A FIRST glance at the title might lead the reader to expect an update of E. J. Bicknell's book on the Thirty-Nine Articles from which earlier generations of ordinands learned Anglican doctrine. But Martyn Percy likes playing with words, and this is a collection of articles and sermons written by him as Principal of Ripon College, Cuddesdon. It thus reveals the mind of someone who has trained many Anglican clergy.

Percy is widely read and a prolific author. Many of his books have a sociological slant, and have helped many Anglicans to understand themselves. This book reveals the more pastoral side of his ministry, emerging out of an open and liberal understanding of Anglicanism, from which many will benefit. The subject-matter is varied, from doctrinal matters to very pastoral ones; and the book ends with some sermons preached about some of his colleagues, including the funeral sermon preached for Professor Christopher Evans.

If there is a dominant theme, it is where he turns to the problems facing the Anglican Communion. Here he urges us not to be afraid of divergence and conflict, but to live in and through it to a deeper understanding of faith. Percy is excellent at drawing on apposite illustrations from films, poetry, and daily living to make his points.
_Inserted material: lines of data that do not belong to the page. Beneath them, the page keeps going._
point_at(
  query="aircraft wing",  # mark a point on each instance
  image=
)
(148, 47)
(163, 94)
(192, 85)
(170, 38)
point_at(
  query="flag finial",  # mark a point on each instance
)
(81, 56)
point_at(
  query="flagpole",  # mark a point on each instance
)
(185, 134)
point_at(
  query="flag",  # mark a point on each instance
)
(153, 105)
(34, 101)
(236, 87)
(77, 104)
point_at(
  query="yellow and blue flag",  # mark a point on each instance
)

So the book helps us to learn how to use such illustrations.

That great trainer of ordinands Dean Sydney Evans once remarked that the great dilemma facing theological-college principals was whether to train people for the Church as it was in reality or as it ought to be. The former leads to mediocrity, and the latter to frustration. Percy seems to cut through this dilemma by putting the Church in the wider context of human behaviour. He calls his students to trust more in God, who will never let us down, but will demand everything from us.

Many of the articles are short; so this would be a good book for reflection or meditation. We also get insights into college life and the changes taking place there, not least in the sermon preached on Edward King, marking the arrival of the Clewer Sisters at the college. Under Percy's leadership, the college has evolved steadily, and is now a significant resource for the Church. But, with its contemporary reflections, this book might equally well have been called Tracts for our Times. A good, serious, but easy read.

The Very Revd Robert Jeffery is Dean Emeritus of Worcester Cathedral.